Наложили лигатуру. Хотели зашивать. “А между тем, – пишет очевидец, – аневризма, причина всех хлопот, бьется по-прежнему”. В зале возникло беспокойство. Зрители привстали с мест. Арендт, явно струсив, хлопотал над больным, успокаивая собрание:
– Обычная anomalia wasorum, какие часто случаются…
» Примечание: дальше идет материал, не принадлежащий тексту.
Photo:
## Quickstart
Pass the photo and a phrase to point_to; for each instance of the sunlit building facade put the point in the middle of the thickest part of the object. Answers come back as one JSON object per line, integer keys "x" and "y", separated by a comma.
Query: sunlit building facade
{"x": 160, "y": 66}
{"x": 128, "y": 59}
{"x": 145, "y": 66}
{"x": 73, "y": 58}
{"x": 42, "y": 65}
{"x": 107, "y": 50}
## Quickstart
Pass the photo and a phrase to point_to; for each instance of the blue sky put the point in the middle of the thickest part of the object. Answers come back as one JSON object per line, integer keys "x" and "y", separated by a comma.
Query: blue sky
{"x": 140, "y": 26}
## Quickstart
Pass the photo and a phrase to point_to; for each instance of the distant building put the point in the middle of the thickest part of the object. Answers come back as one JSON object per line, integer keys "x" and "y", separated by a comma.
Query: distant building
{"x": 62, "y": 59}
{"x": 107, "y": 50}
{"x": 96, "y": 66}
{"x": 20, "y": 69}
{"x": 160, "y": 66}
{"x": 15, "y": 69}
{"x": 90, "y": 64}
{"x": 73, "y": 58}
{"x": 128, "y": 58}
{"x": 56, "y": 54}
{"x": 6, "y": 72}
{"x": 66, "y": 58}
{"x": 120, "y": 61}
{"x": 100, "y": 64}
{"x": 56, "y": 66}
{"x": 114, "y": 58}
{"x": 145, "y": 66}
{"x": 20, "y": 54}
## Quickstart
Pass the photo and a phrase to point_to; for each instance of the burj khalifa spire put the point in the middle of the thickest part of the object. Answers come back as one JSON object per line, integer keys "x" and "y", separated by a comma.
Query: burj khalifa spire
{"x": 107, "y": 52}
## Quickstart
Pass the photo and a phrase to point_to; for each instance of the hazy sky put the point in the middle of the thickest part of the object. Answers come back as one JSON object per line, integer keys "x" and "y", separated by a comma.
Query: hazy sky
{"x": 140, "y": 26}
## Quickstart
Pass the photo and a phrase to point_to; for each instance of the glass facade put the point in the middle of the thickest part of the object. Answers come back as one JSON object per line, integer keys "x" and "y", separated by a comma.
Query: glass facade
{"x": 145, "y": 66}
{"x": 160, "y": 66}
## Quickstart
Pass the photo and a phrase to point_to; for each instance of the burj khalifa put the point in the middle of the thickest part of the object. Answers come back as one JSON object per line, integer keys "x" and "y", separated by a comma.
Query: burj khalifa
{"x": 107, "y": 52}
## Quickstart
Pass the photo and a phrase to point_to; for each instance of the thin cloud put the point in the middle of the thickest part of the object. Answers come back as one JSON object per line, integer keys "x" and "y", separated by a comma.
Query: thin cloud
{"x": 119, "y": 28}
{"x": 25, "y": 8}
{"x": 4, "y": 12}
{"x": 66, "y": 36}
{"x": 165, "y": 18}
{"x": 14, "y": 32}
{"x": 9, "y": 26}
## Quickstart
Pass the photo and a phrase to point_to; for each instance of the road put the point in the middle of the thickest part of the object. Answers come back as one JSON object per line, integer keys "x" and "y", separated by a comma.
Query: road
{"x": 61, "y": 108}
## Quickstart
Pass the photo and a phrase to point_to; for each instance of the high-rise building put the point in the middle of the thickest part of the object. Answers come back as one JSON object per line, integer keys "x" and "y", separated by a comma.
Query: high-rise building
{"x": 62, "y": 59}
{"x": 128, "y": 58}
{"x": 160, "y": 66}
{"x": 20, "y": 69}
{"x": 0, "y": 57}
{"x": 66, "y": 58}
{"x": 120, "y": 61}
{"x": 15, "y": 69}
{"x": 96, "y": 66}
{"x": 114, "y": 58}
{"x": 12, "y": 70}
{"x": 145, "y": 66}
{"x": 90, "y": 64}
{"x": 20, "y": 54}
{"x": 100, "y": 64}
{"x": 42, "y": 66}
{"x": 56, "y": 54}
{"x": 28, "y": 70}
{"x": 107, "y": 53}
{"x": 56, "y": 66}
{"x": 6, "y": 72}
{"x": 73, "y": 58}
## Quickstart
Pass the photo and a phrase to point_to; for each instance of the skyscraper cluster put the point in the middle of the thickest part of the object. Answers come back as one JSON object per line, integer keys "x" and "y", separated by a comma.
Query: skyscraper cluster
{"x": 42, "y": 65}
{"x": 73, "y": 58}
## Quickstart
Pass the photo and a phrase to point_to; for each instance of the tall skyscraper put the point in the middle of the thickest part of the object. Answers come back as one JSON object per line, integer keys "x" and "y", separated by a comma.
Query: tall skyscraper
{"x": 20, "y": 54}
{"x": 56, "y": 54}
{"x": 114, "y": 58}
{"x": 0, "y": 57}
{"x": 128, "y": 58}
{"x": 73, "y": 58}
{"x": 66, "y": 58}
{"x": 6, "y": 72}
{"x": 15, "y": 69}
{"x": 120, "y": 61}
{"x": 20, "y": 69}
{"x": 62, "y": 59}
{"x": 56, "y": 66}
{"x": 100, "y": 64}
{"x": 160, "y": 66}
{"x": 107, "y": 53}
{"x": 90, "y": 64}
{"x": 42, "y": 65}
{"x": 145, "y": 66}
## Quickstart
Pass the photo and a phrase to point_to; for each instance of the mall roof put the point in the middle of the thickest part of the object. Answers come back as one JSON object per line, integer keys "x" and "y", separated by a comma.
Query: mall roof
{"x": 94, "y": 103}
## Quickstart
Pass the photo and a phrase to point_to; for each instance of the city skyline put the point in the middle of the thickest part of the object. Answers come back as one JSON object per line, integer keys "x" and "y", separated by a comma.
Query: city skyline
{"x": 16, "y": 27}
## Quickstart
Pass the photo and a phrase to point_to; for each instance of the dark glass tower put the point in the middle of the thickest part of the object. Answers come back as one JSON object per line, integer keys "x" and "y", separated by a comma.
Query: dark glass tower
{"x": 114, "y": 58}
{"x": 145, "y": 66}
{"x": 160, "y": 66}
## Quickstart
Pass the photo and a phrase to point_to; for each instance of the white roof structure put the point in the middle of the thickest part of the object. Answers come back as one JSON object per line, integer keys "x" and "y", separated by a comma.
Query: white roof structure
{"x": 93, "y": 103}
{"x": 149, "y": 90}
Но тут честный Якоб Лейтон треснул в пол тростью:
– Черт побери, почему я не вижу здесь Буяльского?
Возникло замешательство. Буяльского не пригласили по той причине, что он… русский! А этот англичанин, чуждый интриг, стучал своей дубиной, гневно рыча:
– Я еще раз спрашиваю – отчего нету Буяльского? Я же вижу, что вы зарезали человека и сами не знаете, что делать.
Илья Васильевич жил недалеко, быстро приехал.
Легонько, но решительно отстранил Гибса и Арендта.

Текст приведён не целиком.